An "applicable corporation" is a corporation, whether public or private, if the following four conditions exist:
1. The corporation files Form 1120, U.S. Corporation Income Tax Return: Form 1120F, U.S. Income Tax Return of a Foreign Corporation: Form 1120 L. U.S. Life Insurance Company Income Tax Return; or Form 1120 PC, U.S. Property and Casualty Insurance Company Income Tax Return;
2. The corporation has assets equal to or exceeding $100 million. (A corporation's assets equal or exceed $100 million if the amount reported on Part 1, Box D of Form 1120, or the higher of the beginning or end of year total assets amounts reported in Schedule L of Form 1120-F, Form 1120-L, or Form 1120-PC, is at least $100 million);
3. The corporation or a related party issued an audited financial statement and the audited financial statement covers all or a portion of the corporation's operations for all or a portion of the corporation's tax year; and
4. The corporation has one or more tax positions that must be reported on Schedule UTP.
The $100 million asset threshold decreases to $50 million in 2012 and then $10 million in 2014. Thus the Service intends to introduce this first to the largest companies and then to slowly have it phased in to smaller companies.
The initial recording of a reserve will trigger reporting of a tax position, but subsequent reserve increases or decreases with respect to a tax position taken in a tax return will not. In addition, no reporting is necessary if the tax position is immaterial or sufficiently certain under applicable financial accounting standards. A corporation is also not required to report on Schedule UTP a tax position taken in a tax year beginning before January 1, 2010, even if a reserve is recorded with respect to that tax position in audited financial statements issued in 2010 or later.
The Service has consistently stated that the Schedule UTP will aid the IRS in "identifying those returns that pose the most significant tax risks of noncompliance and in selecting issues for examination." That is certainly the Service's intent, and taxpayers should expect more, and more focused, tax examinations. However, to help temper fears about how it will use the Schedule UTP, the Service issued an internal directive indicating that the initial processing of the schedule will be centralized. This is to ensure appropriate review and to identify trends and areas of uncertainty in the law requiring further guidance.
If the Service views the Schedule UTP requirements as successful, it will likely broaden their application. It has already indicated its intention to require future filing by tax-exempt entities, pass-through entities ( e.g. , partnerships, limited liability companies and S corporations), regulated investment companies, and real estate investment trusts.

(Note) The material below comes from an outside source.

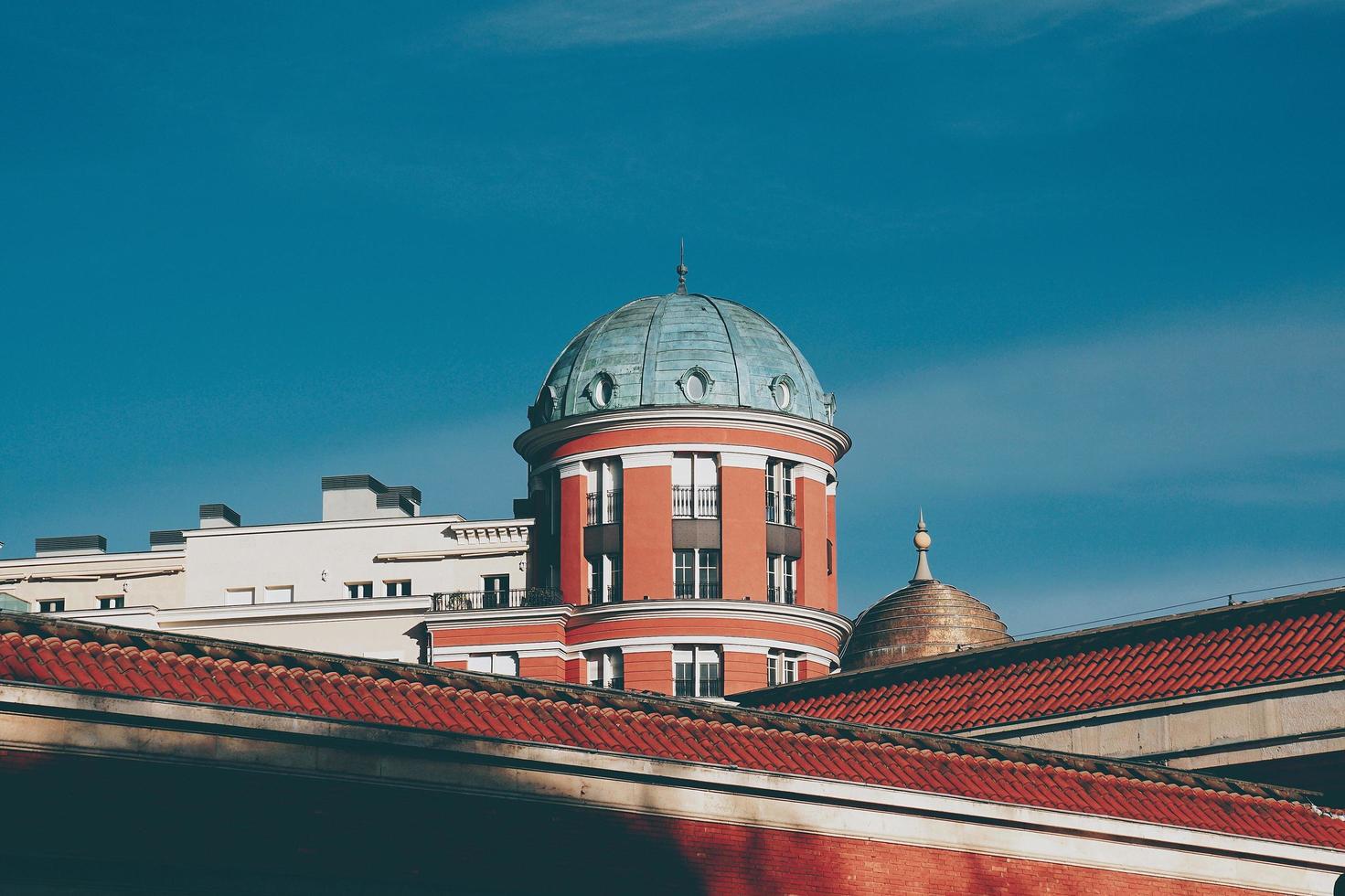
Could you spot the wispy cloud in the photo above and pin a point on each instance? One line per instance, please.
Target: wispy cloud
(1231, 407)
(561, 23)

While the proposed Schedule UTP requirements would assist the Service in enforcing our "self-assessment" system of taxation in a more efficient manner, they will also substantially increase the cost and complexity of tax compliance. In addition, it is likely that they will engender conflicts among taxpayers, their tax advisors, their tax compliance personnel, their independent auditors, and representatives of the Service.
Some taxpayers may consider the Service's program to force disclosure of uncertain tax positions an invasion of their privacy. However, since we appear to be living in a period of "transparency" and an expansion of governmental functions, it does not seem likely that a challenge will be successful. Accordingly, taxpayers should begin to review the various tax positions they have been taking so that they can be prepared for this new regime.
Robert E. Harrison, CPA, Esq. and Murray J. Solomon, CPA, are Tax Partners with EisnerAmper LLP.